Le recordaría que existen encantamientos, pruebas y miles de artiulgios más. La distancia se acorta gracias a las alas, pero el dolor se aminora por la fuerza de su coraje, de su corazón. Cuándo llegue a dónde está el rey, él no recordará haberla encontrado en el bosque aquella vez, ni haber curado sus alas……. No sabrá su nombre ni tampoco que hubo un tiempo en que se amaron. Ni siquiera tendrá presente los castillos en el aire que mandó a construir para ella. Y la princesa, querrá llorar, sentirá morir… por un momento, pues si recorrió tantos kilómetros, enfrentó iguanas gigantes malditas, repateó al príncipe fastidioso, esperó tanto, tanto para ver a su adorado rey, no dudará en que puede lograr que recuerde a la niña de ojos misteriosos, traviesa y a la que le hizo una promesa aquella vez. Porque no es una princesa cualquiera, porque no es una persona cualquiera; porque es la más fiel y apasionada tigresa.
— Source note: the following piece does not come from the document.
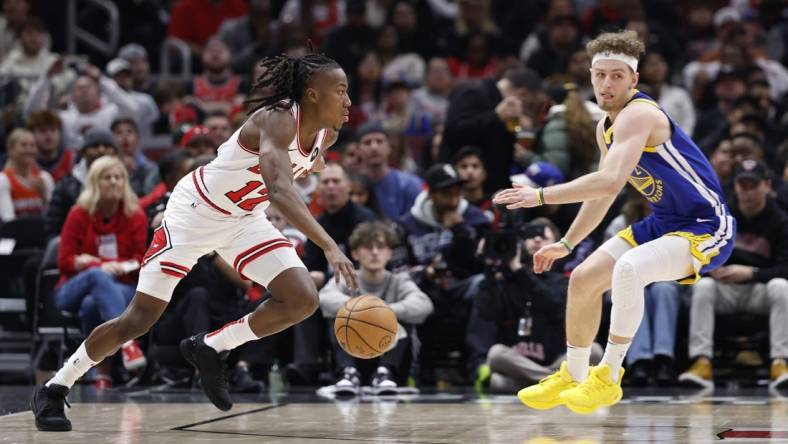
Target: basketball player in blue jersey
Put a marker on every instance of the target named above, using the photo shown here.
(689, 232)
Eso, eso le contaría a mi yo de 16 años…. para que se acordara de ello muchos años después, cuándo la indiferencia del rey le golpee de lleno y no duela. Para que así, ella no dude en romper maleficios y cualquier norma que le impida reclamarlo cómo suyo a la primera oportunidad…. Para que pueda verlo a los ojos con una sonrisa y acto seguido caminar hacia él, tomarlo de la corbata, besarlo y derribarlo… Porque no existe mejor método para la amnésia del rey y porque los tiempos de la Bella Durmiente y Blanca Nieves se acabaron: Las princesas pueden ser aguerridas y con el fuego en el alma, pueden luchar por quiénes aman, son capaces de lograrlo todo, de brillar incluso cubiertas de barro, de estar llenas de locura y hasta de perversión, de no seguir las leyes de la sociedad, de ver más allá del físico y las credenciales, de no temer sangrar y de curar heridas, de ser madres sin haber concebido siquiera. Las princesas también pueden aventarse al ruedo, aventurarse teniendo un futuro incierto, hacer el ridículo, romper lo establecido, ser llamadas locas y pervertidas y sentirse orgullosas de ello, comer con los dedos y embarrarse toda, ir contracorriente, son capaces de arriesgarse y no arrepentirse por ello.
Me contaría la historia a mí misma, si, para ver las adversidades cómo simples contratiempos, giros de la trama que hacen que el cuento valga la pena. Si todo fuera fácil, nada valdría la pena realmente. Y ese rey…… Ése adorado rey, lo vale todo.